Complementary slackness says: at optimality, for each constraint, either the constraint is tight (holds with equality) or the corresponding dual variable is zero. You can't have both slack in a constraint and a positive dual variable — one of them must be zero. This gives a powerful tool for verifying optimality and for constructing optimal solutions: if you know which constraints are tight, you can often solve for the dual variables directly.

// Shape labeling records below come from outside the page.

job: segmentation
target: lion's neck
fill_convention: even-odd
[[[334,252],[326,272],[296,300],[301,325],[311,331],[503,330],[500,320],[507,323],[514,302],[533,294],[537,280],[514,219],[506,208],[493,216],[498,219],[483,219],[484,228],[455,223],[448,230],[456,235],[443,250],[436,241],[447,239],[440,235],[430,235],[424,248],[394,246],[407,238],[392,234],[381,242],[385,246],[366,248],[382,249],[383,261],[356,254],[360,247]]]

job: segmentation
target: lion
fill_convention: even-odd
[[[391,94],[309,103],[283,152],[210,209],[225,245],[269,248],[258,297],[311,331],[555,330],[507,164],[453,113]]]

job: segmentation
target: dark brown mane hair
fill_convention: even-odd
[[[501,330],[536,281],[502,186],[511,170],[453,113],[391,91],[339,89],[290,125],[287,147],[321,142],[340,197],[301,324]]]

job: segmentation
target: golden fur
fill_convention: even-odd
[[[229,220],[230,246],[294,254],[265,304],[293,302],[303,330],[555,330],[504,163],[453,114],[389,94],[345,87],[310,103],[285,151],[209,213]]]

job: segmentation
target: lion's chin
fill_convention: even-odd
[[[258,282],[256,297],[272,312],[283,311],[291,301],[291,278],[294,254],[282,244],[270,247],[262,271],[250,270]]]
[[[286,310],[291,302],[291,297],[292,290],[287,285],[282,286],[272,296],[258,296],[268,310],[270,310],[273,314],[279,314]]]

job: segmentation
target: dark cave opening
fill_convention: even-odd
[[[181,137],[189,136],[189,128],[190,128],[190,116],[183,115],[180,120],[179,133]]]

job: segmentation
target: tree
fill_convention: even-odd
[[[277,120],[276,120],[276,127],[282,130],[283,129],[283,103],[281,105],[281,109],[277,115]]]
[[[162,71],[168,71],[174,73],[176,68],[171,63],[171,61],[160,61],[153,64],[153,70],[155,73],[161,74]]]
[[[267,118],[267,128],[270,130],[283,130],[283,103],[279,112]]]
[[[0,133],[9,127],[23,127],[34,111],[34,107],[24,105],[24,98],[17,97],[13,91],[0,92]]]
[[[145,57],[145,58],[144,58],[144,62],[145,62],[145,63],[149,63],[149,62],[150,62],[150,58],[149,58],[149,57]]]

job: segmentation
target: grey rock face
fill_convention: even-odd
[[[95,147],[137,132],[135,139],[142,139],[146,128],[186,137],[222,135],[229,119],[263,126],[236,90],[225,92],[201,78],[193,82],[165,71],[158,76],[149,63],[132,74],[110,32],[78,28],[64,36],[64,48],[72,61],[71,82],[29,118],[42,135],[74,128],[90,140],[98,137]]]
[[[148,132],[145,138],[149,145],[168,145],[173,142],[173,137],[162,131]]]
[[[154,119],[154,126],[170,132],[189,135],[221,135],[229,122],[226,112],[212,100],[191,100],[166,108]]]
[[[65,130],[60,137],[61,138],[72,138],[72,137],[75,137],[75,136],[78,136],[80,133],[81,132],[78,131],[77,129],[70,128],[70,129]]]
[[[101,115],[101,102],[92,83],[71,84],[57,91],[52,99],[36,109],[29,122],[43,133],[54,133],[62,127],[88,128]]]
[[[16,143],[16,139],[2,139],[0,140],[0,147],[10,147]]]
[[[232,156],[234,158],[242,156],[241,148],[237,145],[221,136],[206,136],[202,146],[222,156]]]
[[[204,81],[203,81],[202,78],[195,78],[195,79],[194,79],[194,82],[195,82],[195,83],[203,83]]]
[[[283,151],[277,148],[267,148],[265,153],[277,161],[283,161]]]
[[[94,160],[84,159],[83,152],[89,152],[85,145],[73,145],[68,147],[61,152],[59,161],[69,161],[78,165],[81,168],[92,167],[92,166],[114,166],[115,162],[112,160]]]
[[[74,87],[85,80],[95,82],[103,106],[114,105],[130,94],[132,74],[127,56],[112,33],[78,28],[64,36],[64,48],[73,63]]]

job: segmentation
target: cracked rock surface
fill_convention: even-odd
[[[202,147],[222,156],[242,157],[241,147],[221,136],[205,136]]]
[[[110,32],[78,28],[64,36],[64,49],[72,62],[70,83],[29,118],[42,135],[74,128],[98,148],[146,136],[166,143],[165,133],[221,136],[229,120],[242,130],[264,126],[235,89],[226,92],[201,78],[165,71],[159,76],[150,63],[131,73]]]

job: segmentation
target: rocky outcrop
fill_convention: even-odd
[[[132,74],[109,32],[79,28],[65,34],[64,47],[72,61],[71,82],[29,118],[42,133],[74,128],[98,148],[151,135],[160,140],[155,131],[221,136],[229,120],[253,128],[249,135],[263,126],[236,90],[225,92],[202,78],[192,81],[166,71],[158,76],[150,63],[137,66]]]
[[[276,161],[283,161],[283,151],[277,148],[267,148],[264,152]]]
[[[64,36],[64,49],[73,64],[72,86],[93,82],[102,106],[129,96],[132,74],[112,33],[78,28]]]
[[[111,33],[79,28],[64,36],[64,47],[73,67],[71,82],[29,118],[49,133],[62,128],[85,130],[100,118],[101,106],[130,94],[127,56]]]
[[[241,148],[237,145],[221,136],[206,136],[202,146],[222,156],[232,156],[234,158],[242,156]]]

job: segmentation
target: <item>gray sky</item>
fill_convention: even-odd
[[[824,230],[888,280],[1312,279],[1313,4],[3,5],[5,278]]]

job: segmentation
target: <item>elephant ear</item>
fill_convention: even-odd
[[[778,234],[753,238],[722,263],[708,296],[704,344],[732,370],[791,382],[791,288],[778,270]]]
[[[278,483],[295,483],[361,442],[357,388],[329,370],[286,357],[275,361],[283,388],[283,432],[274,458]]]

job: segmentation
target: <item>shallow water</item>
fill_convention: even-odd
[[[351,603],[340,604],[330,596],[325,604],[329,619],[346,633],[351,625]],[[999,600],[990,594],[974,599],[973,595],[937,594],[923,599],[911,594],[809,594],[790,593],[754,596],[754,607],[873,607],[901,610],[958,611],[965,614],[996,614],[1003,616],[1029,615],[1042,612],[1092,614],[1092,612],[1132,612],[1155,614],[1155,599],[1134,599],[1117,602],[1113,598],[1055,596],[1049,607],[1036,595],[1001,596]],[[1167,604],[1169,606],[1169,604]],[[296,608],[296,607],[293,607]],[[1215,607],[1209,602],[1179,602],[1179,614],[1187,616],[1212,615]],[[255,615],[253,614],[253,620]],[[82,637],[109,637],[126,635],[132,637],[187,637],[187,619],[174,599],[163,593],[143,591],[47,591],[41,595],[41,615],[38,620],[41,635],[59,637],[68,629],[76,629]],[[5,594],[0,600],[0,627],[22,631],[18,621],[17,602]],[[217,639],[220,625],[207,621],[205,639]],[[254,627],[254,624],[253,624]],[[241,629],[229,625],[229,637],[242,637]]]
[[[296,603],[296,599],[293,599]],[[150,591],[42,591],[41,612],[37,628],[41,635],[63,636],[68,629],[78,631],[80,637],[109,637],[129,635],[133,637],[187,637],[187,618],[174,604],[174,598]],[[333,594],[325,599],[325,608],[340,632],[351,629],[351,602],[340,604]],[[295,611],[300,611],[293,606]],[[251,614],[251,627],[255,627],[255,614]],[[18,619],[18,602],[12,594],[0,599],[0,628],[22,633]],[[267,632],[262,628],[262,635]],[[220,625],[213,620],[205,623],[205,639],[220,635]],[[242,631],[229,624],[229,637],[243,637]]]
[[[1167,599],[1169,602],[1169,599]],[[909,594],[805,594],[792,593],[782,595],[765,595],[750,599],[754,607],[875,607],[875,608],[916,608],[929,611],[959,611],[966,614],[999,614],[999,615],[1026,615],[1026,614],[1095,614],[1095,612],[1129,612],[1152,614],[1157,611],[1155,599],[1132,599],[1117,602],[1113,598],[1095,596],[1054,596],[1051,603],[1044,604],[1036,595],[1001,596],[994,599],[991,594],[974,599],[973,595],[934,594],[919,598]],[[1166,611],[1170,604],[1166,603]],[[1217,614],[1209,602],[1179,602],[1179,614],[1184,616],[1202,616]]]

Algorithms for Solving LPs

The Simplex Method

Developed by Dantzig in 1947, the Simplex method remains the most widely used LP solver. It starts at a vertex of the feasible polyhedron and moves along edges to adjacent vertices, always improving the objective value. The process terminates at an optimal vertex in finitely many steps. Although there exist worst-case inputs (like the Klee-Minty cube) where Simplex takes exponential time, it is extremely fast in practice — and has been proven to run in polynomial time under smoothed analysis.

The Ellipsoid Method

Introduced by Khachiyan in 1979, the Ellipsoid method was the first algorithm proven to solve LPs in polynomial worst-case time, settling a long-standing open question. It works by maintaining an ellipsoid that contains the optimal solution and iteratively shrinking it using cutting planes from violated constraints. While theoretically important, it is slower in practice than the Simplex method. Its real significance is theoretical: it proves that LP (and more general convex optimization problems) can be solved efficiently.

Practical takeaway

Simplex is fast in practice but exponential in worst-case. The Ellipsoid method is polynomial in worst-case but slow in practice. Modern solvers often use interior-point methods (covered in Chapter 5), which combine the best of both worlds: polynomial worst-case time and strong practical performance.

Key Takeaways

Convex sets are closed under line segments between their points; convex functions satisfy the "chord above graph" property. The epigraph bridges these two concepts: $f$ is convex iff $\text{epi}\,f$ is a convex set.
Polyhedra (intersections of half-spaces) are the feasible regions of linear programs. Polytopes are bounded polyhedra and admit both an inequality (H-) representation and a vertex (V-) representation.
Cones generalize the non-negative orthant. Proper cones (convex, closed, solid, pointed) are the key to defining conic optimization problems. The dual cone $K^*$ generalizes the role of non-negative dual variables in LP duality.
LP duality — expressed through weak duality, strong duality, and complementary slackness — provides a complete framework for certifying optimality and bounding objective values. Strong duality holds unconditionally for LPs but requires additional conditions (e.g., Slater's) for general convex programs.
Key operations that preserve convexity (intersection, affine image, non-negative sum, pointwise max, composition with non-decreasing functions) are the practical tools for recognizing and constructing convex problems.